Coney Frederic Wilkins (February 16, 1911 – circa 1942) was a blues performer, composer and guitarist born in Moorhead, Mississippi. His watershed recordings from (December 3) 1938 for Vocalion Records and the recent discovery of works dating from 1941 have come to be accepted as the "missing link" between American blues music and Rock and Roll.
    The mystery surrounding his sudden disappearance in 1942 has led many to believe that Coney Wilkins was murdered. Some evidence points to a shoe store owner from Moorhead, Mississippi who had been allegedly cuckolded by Wilkins; but other evidence suggests that Coney Wilkins had simply moved out of state and changed his name. Another account suggests that he returned to his childhood roots in the Baptist Church, renounced his "evil ways" and ceased performing.

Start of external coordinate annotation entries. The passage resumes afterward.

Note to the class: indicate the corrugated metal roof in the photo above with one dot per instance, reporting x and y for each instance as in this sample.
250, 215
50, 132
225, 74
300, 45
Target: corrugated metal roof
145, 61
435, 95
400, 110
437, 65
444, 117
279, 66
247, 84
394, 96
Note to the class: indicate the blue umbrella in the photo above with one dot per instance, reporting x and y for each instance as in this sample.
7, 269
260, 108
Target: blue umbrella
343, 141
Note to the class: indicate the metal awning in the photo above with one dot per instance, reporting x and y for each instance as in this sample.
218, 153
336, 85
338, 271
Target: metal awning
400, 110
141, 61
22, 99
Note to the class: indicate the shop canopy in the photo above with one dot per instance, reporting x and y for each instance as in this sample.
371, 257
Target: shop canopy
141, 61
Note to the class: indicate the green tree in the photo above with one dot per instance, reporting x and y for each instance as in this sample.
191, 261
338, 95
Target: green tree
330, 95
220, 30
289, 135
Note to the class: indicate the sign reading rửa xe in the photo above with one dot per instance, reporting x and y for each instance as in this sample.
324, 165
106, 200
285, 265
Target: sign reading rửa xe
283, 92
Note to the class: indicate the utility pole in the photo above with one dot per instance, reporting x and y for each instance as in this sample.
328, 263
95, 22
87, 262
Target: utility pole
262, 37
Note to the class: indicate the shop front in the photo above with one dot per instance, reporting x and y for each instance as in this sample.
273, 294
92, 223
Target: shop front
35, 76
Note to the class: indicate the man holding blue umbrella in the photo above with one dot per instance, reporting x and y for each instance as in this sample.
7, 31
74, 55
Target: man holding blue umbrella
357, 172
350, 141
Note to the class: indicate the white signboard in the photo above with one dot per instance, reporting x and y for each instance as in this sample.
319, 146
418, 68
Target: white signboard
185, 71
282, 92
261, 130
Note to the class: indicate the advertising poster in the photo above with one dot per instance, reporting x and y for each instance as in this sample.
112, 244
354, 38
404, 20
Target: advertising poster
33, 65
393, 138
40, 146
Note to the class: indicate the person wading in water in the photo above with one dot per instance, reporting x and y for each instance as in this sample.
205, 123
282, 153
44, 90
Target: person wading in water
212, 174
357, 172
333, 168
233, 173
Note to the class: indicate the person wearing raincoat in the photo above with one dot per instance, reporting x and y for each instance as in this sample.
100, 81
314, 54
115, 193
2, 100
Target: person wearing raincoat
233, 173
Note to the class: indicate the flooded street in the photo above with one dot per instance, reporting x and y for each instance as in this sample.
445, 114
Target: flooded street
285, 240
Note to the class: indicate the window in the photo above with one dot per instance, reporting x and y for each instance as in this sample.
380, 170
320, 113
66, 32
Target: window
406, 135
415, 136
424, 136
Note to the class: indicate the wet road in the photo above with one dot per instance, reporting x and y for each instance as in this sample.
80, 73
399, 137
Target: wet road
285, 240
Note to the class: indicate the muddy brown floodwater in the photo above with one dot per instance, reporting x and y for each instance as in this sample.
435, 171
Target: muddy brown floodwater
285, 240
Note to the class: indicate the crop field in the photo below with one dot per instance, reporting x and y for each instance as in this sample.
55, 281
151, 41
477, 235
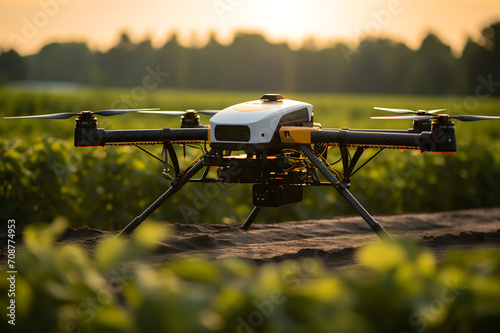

     His records, sporadically released by Vocalion before and after his disappearance in late 1942, drew little attention. It was not until a reissue of his music ("The Coney Wilkins Story" - Columbia) in 1961 that the import of his guitar technique and the haunting lyricism of his compositions placed Wilkins among the great innovators and pioneers of what is known today as Rock and Roll. The works that subsequently came to light in 2005, and the controversy that surrounds the unearthing of a long-lost 1941 tape recording of a Coney Wilkins session in Vicksburg, MS (and the alleged plagiarism that made "White Tail Deer" one of the best-selling records of the mid-sixties [see: The Tupelos]) has only enhanced his reputation as one of the outstanding contributors to the canon of Twentieth Century music.






The first Coney Wilkins record ever released by Vocalion: "Leland Blues" (from the San Antonio, Texas sessions of 1938)









THE CONEY WILKINS STORY was released in 1961 (Columbia/Heritage). As an easily-available, remastered compendium of the entire Coney Wilkins' catalog, it became one of the "fertilizers" (as one critic called it) of the resurgence of Blues in the mid-to-late Sixties. Its profound influence on blues/rock musicians and composers on both sides of the Atlantic was not matched until the discovery of the so-called "Vicksburg (1941)" sessions in 2005.